The 12.58% That Matters More Than 0.37%
During the 30-day developer preview, the best-performing system scored 12.58%. It was not a frontier LLM. It was a simpler RL and graph-search approach built by Tufa Labs. That score outperforms every frontier model by more than 30x. The implication is direct: the path to solving ARC-AGI-3 runs through algorithmic innovation in sequential decision-making under uncertainty, not through scaling language models. Classical AI techniques (reinforcement learning, search, planning) outperform the most expensive models in the world on tasks that require genuine adaptation.
This finding aligns with what researchers have observed in agentic AI more broadly: the best results often come from hybrid approaches that combine LLM reasoning with structured search and planning, rather than from end-to-end LLM generation. ARC-AGI-3 provides the first quantitative benchmark for measuring this gap at scale.
What ARC-AGI-3 Does and Does Not Measure
What This Means for the AGI Timeline
OpenAI, Google DeepMind, Anthropic, and xAI all report ARC scores on their model cards. None of them are close on ARC-AGI-3. The benchmark’s competition runs through December 2026 with milestone checkpoints in June and September. Whether any team reaches 50% by year-end is genuinely uncertain. The competition requires open-source solutions with no external API calls during evaluation, meaning you cannot rely on frontier model inference.

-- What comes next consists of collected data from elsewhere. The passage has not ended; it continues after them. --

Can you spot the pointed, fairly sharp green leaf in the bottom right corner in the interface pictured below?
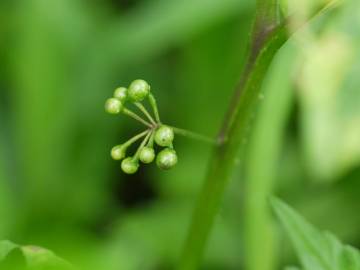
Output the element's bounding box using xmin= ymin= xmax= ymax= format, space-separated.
xmin=272 ymin=199 xmax=360 ymax=270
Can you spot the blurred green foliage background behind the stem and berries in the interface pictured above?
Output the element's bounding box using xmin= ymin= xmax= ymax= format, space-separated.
xmin=0 ymin=0 xmax=360 ymax=270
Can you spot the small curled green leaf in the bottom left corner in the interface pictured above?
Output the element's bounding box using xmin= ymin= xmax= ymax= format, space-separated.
xmin=0 ymin=240 xmax=74 ymax=270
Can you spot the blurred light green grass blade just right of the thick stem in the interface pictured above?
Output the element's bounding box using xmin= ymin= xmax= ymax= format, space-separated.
xmin=245 ymin=40 xmax=297 ymax=270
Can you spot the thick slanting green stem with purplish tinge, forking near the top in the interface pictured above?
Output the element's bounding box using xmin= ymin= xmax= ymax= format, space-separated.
xmin=178 ymin=0 xmax=340 ymax=270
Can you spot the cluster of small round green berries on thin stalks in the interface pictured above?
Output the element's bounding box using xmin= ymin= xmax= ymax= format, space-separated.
xmin=105 ymin=80 xmax=181 ymax=174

Huang’s “AGI is here” and ARC-AGI-3’s 0.37% coexist because they measure fundamentally different things. Huang means AI can perform most economically valuable tasks better than most humans most of the time, which is defensible. ARC-AGI-3 measures adaptive reasoning in environments where training data provides zero advantage, where models must learn from scratch through interaction. On that metric, the gap is 99.63 percentage points wide. The question of whether AGI has arrived depends entirely on which definition you use. ARC-AGI-3 makes the definitional choice explicit and measurable.
Sources: ARC-AGI-3 Technical Report, ARC Prize Foundation, March 25, 2026; ARC Prize 2025 Results Analysis; Decrypt analysis; The Decoder coverage; DEV Community technical breakdown; ARC Prize 2026 Kaggle competition page.
Francois Chollet created the original ARC in 2019 alongside his paper “On the Measure of Intelligence,” which argued that intelligence should be measured as skill-acquisition efficiency rather than task-specific performance. Seven years later, ARC-AGI-3 is the most complete implementation of that philosophy: a benchmark where the only way to score well is to learn quickly from scratch. The $2 million prize pool, the open-source requirement, and the Kaggle infrastructure mean that the solutions will be public and reproducible. If someone cracks ARC-AGI-3, the entire research community will know exactly how. That transparency is the benchmark’s most underappreciated feature.